New genetic test for prostate cancer

Men with susceptibility for prostate cancer will soon be identifiable through a simple DNA test.

So hope scientists at the Swedish medical university Karolinska Institutet, who have shown that men carrying a combination of known risk genes run a four to five times higher risk of developing prostate cancer.

At present, men with suspected prostate cancer are identified mainly using what are known as PSA tests. However, the test has a relatively low sensitivity and better methods are needed.

“In the near future, it will be possible to combine PSA tests with simple genetic tests,” says Professor Henrik Grönberg at Karolinska Institutet. “This means that fewer men will have to undergo unnecessary biopsies and that more prostate cancer diagnoses can be made.”
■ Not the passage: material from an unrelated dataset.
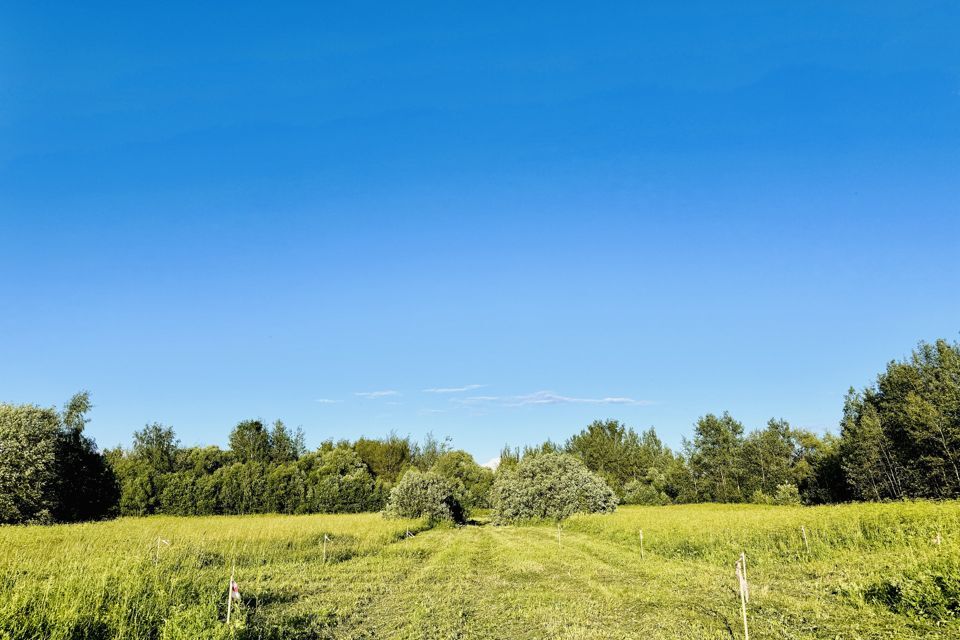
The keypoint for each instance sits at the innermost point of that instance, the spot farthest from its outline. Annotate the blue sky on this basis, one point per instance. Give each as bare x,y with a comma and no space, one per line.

It has long been known that prostate cancer is partly caused by inherited factors, which makes some men more likely to develop the disease than others. Five relatively common gene variants that affect this risk have so far been identified. However, each of these variants affects the risk only marginally, and knowledge of them has been of no real benefit to individual patients.

Now, however, a research group at Karolinska Institutet and their American colleagues have analysed for the first time the cumulative effect of these gene variants. The results, which are published in the prestigious scientific periodical The New England Journal of Medicine, shows that men who carry four or more risk variants run a four to five times greater risk of developing prostate cancer. This risk is increased even more if they also had close relatives with the disease.

According to the researchers, this is the first time that anyone has been able to demonstrate how a combination of genes affect the risk of developing the disease. Scientists the world over are currently searching for gene combinations behind common diseases like cancer, diabetes and asthma.

“For the first time, this type of study has made it possible to develop a clinically viable gene test,” says Professor Grönberg.